I think the basic problem with this article is that it starts from the premise that the reader is hopeless with money. If you have it, Weston assumes, you'll spend it, so the only way to save any is to trick yourself. Set aside a fixed amount out of every paycheck and have it magically whisked away to another account, where you can't easily reach it. And then, to make sure you don't break the piggy bank, sort all the money out into little individual sub-accounts, each clearly labeled to remind you what it's for and stop you from trying to use it for anything else.
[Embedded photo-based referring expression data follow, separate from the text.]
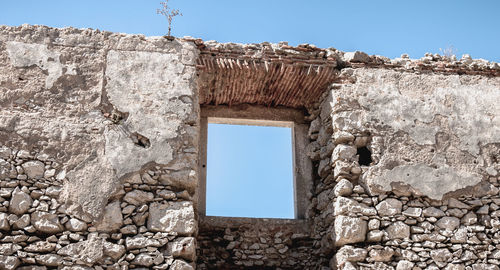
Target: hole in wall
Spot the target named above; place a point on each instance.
(365, 156)
(140, 140)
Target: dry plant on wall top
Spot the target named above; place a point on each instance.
(169, 13)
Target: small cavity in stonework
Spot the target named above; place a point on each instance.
(365, 156)
(140, 140)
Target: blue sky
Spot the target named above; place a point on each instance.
(249, 171)
(383, 27)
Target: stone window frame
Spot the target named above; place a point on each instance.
(255, 115)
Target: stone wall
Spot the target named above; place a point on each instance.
(243, 243)
(409, 171)
(99, 156)
(99, 146)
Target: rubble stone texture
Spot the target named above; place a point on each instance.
(100, 142)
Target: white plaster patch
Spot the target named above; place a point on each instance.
(25, 55)
(472, 111)
(147, 85)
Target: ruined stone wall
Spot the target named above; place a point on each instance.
(99, 153)
(98, 150)
(429, 197)
(249, 243)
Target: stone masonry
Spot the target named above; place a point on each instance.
(100, 149)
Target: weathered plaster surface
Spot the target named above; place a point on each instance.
(154, 88)
(67, 86)
(25, 55)
(427, 131)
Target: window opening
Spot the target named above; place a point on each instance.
(250, 171)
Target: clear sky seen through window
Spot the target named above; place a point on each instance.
(249, 171)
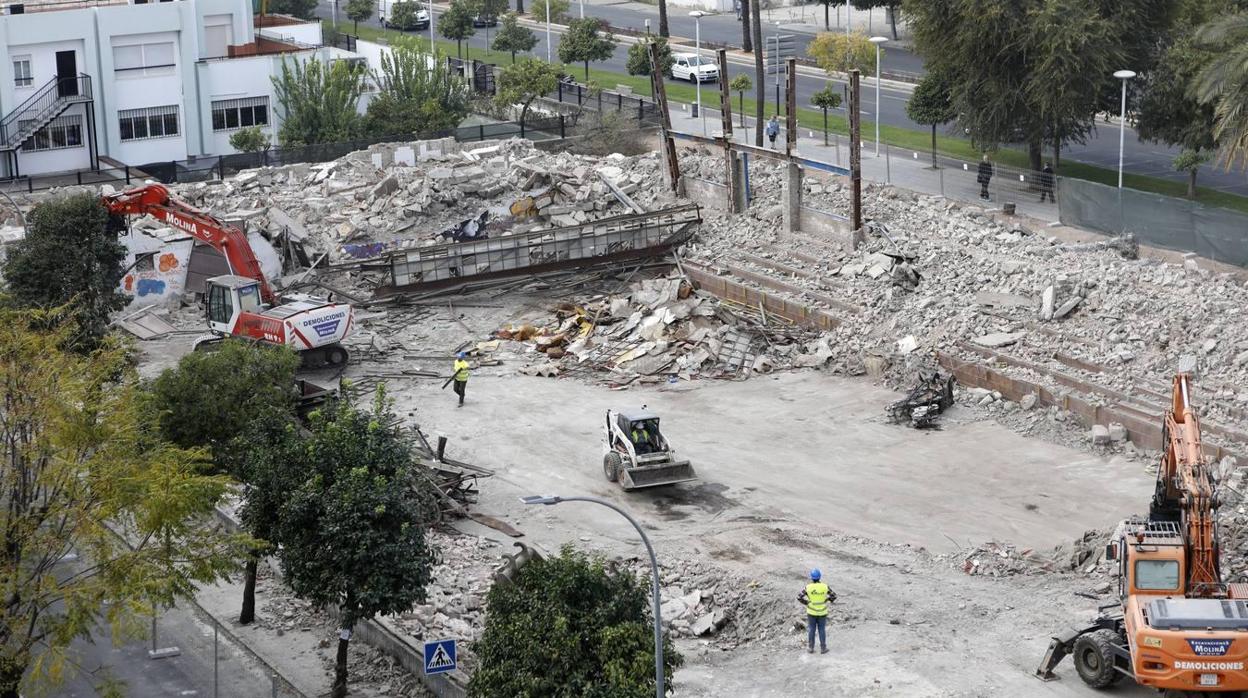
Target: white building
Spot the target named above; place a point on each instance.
(137, 83)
All this is probably sound advice for people who really do have trouble managing their money, and if Weston made it clear at the outset that this was her target audience, I'd have no quibble with her article. I'd just read the first paragraph, see that it wasn't addressed to me, and move on.

But Weston doesn't do this. Instead, she leads off with, "Too many of us don't know how to save." Notice that us there? She's trying to make her advice sound universal. Instead of saying, "This is a problem for some people, and if you're one of them, here's what to do," she's insinuating, "Hey, look, this happens to everyone—to all of us—and it's okay, I know how to fix it." But the truth is, people aren't all alike. Their personalities are different, and so are their financial situations. And when it comes to financial advice, one size is never going to fit all.

I'm not asking Weston, or any other financial writer, to stop giving advice that doesn't happen to be relevant to me. I'm just asking them to stop claiming it is relevant to me. They don't know anything about me or my situation, and it's arrogant and obnoxious to pretend they know how I'll behave in a given situation—even to the point of insisting that if I think otherwise, I'm just deceiving myself. If these writers want to tell me what some people, or even most people, do with their money and why it's a problem, fine. Just stop assuming I'm one of them.